Saturday was the grand opening and over 2,400 people came that day including some of the artists themselves. Eckhardt said the museum anticipates about 5,000 people to come before they take down the exhibit. The response from the community so far has been full of excitement and admiration for the kids creativity.

“You’ll see things that personally represent kids ideas and emotions, things that explore famous artists and art history,” said Eckhardt of the hundreds of paintings and drawings that hang on the walls. “Things that focus on technique and media. It runs the gamut.”

Eckhardt said the KIA has been doing this exhibit since the 1970s. In the fall of 2015, they reached out to each of the 60 schools in Kalamazoo County that has an arts program and requested the teachers submit artwork that best represents their school. This year, thousands of pieces of art are currently on display.

“I think it’s important to showcase for the community at large just how vibrant and exciting the arts education programs in our schools are,” said Eckhardt. “Often the art goes up in a school or comes home to a refrigerator but this is a chance for us to put it out there for everyone in the community to see and enjoy it.”

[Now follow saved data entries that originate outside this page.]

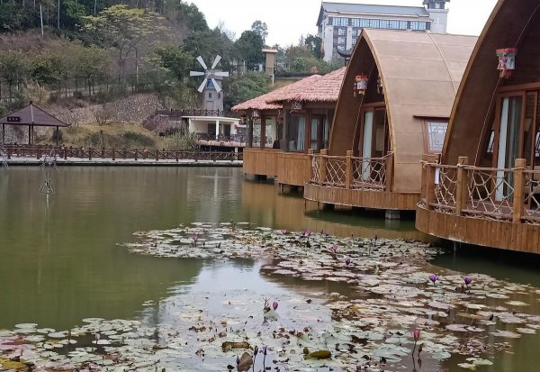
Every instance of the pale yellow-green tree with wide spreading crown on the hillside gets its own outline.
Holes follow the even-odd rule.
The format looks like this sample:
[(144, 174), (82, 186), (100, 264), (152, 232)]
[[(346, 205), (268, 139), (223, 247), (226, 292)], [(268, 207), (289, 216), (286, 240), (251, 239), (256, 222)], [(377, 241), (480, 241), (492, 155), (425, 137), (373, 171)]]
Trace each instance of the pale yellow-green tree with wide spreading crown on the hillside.
[(85, 30), (92, 32), (97, 41), (117, 50), (117, 62), (121, 77), (125, 75), (126, 61), (139, 45), (153, 43), (158, 35), (168, 31), (164, 18), (144, 9), (130, 9), (126, 5), (113, 5), (97, 16), (85, 17)]

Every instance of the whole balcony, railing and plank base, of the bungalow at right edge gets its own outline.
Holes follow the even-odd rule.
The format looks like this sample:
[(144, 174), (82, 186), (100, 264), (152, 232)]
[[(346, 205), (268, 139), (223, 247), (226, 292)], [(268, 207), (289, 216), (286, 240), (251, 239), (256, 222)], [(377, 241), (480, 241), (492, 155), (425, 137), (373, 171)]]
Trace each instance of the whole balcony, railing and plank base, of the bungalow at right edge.
[(439, 238), (539, 253), (540, 170), (424, 163), (417, 228)]

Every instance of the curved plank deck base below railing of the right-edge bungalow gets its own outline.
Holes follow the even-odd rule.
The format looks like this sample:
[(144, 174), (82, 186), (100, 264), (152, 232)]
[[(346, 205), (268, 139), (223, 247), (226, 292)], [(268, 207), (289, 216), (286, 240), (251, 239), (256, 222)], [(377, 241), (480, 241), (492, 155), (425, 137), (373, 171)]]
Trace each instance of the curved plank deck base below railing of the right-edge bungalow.
[(438, 213), (419, 205), (416, 227), (438, 238), (501, 250), (540, 253), (539, 225)]

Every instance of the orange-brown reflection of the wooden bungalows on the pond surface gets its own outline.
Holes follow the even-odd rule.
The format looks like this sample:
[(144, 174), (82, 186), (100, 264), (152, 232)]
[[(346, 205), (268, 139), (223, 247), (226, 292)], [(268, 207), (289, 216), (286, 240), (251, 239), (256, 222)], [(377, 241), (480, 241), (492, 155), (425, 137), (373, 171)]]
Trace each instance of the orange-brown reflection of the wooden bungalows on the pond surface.
[(279, 195), (277, 186), (273, 183), (244, 181), (242, 206), (247, 209), (251, 222), (275, 226), (275, 229), (330, 231), (338, 236), (354, 233), (365, 238), (372, 238), (376, 234), (388, 239), (432, 240), (426, 234), (415, 230), (414, 222), (401, 221), (399, 226), (387, 226), (383, 219), (318, 211), (317, 203), (306, 201), (300, 195)]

Eckhardt explained that the exhibit is also a way to show patrons the importance of arts education in schools. Whenever a school faces budgets cuts, arts programs are the first to go. But she believes that art allows kids to develop in ways that subjects like math and science cannot.

“It’s a chance to work in an area where’s there's no “yes” or “no” answers,” said Eckhardt. “They have a problem to solve, usually when you’re creating a work of art, there’s many good solutions and it offers kids a chance to work on that creativity and problem-solving skills.”

Eckhardt said the exhibit was free for only the opening. There’s a small fee to pay when you get to the front door. And all of the money goes to the museum and arts education.

“How can you not love it?” said Eckhardt while smiling. “These are the artist of the future.”